Our constitutional holdings allow us to easily dispose of the members' state law claims seeking imposition of a constructive trust based on unjust enrichment. A constructive trust in Iowa is an equitable remedy and is appropriate in three instances: actual fraud, constructive fraud, or equitable principles other than fraud. See In re Estate of Peck, 497 N.W.2d 889, 890 (Iowa 1993). The members must prove their entitlement to a constructive trust by "clear, convincing, and satisfactory evidence." Neimann v. Butterfield, 551 N.W.2d 652, 654 (Iowa Ct.App.1996).

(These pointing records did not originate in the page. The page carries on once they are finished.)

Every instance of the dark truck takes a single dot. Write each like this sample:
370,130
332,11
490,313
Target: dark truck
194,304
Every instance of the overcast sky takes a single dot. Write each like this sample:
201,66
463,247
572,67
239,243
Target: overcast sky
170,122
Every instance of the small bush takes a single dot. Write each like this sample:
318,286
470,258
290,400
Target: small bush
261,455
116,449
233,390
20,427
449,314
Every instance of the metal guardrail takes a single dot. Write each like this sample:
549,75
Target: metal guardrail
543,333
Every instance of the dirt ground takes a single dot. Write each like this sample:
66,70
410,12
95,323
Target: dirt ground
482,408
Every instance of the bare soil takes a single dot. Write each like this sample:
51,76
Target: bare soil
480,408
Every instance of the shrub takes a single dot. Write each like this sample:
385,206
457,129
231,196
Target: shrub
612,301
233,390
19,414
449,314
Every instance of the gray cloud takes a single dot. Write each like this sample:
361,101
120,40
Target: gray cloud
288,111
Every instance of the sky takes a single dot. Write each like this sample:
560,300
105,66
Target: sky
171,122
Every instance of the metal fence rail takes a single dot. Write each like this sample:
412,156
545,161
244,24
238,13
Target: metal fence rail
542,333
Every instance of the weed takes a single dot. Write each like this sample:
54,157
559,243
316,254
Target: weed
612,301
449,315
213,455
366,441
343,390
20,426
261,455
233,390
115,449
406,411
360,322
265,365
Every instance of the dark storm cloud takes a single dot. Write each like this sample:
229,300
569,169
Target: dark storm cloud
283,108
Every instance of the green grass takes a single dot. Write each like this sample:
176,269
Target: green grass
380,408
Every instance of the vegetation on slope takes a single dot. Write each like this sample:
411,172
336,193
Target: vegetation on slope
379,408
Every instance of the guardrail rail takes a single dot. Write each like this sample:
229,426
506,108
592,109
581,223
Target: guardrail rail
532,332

The members agree that the cities have not engaged in either actual or constructive fraud. (See Appellants' Br. at 29.) They also concede that the cities' actions are facially valid under the statute. We end with the underlying contention with which we started. The statewide plan is a defined benefit plan. As such, it entitles the members to predetermined benefits at retirement and to a sound plan to ensure receipt of those benefits. Because the cities bear the risk of market fluctuations, and because their use of the excess funds does not compromise the soundness of the plan, the cities' use of the excess funds to offset only their own future contributions does not unjustly enrich the cities at the expense of the members. The district court correctly granted summary judgment in favor of the cities.

III.

For the foregoing reasons, we affirm the judgment of the district court.

FootNotes


1. The Honorable Charles R. Wolle, then Chief Judge, United States District Court for the Southern District of Iowa.
2. The members asserted at oral argument that they have maintained their Fifth Amendment Takings without just compensation claim on appeal. Given the complexity of a Takings claim in relation to a statutory regime, see Eastern Enter. v. Apfel, 524 U.S. 498, ___, 118 S.Ct. 2131, 2155, 141 L.Ed.2d 451 (1998) (Kennedy, J., concurring in the judgment); id. at ___, 118 S.Ct. at 2162 (Breyer, J., dissenting), and the lack of briefing on the issue, we decline to address the claim here. Additionally, our holding that the statute does not violate substantive due process makes it unlikely that a Takings claim would be successful. See Connolly v. Pension Benefit Guar. Corp., 475 U.S. 211, 223, 106 S.Ct. 1018, 89 L.Ed.2d 166 (1986) (noting that where a statute has passed muster under the due process clause, "it would be surprising indeed to discover" that the same statute constituted an unconstitutional taking).
3. Iowa constitutional impairment of contracts claims follow federal principles, see Des Moines Joint Stock Land Bank v. Nordholm, 217 Iowa 1319, 253 N.W. 701, 709 (1934), and thus, we do not address the state contract impairment issue separately.
4. Iowa constitutional due process claims follow federal principles, see State v. Miner, 331 N.W.2d 683, 688 (Iowa 1983), and thus, we do not address the state due process claim separately.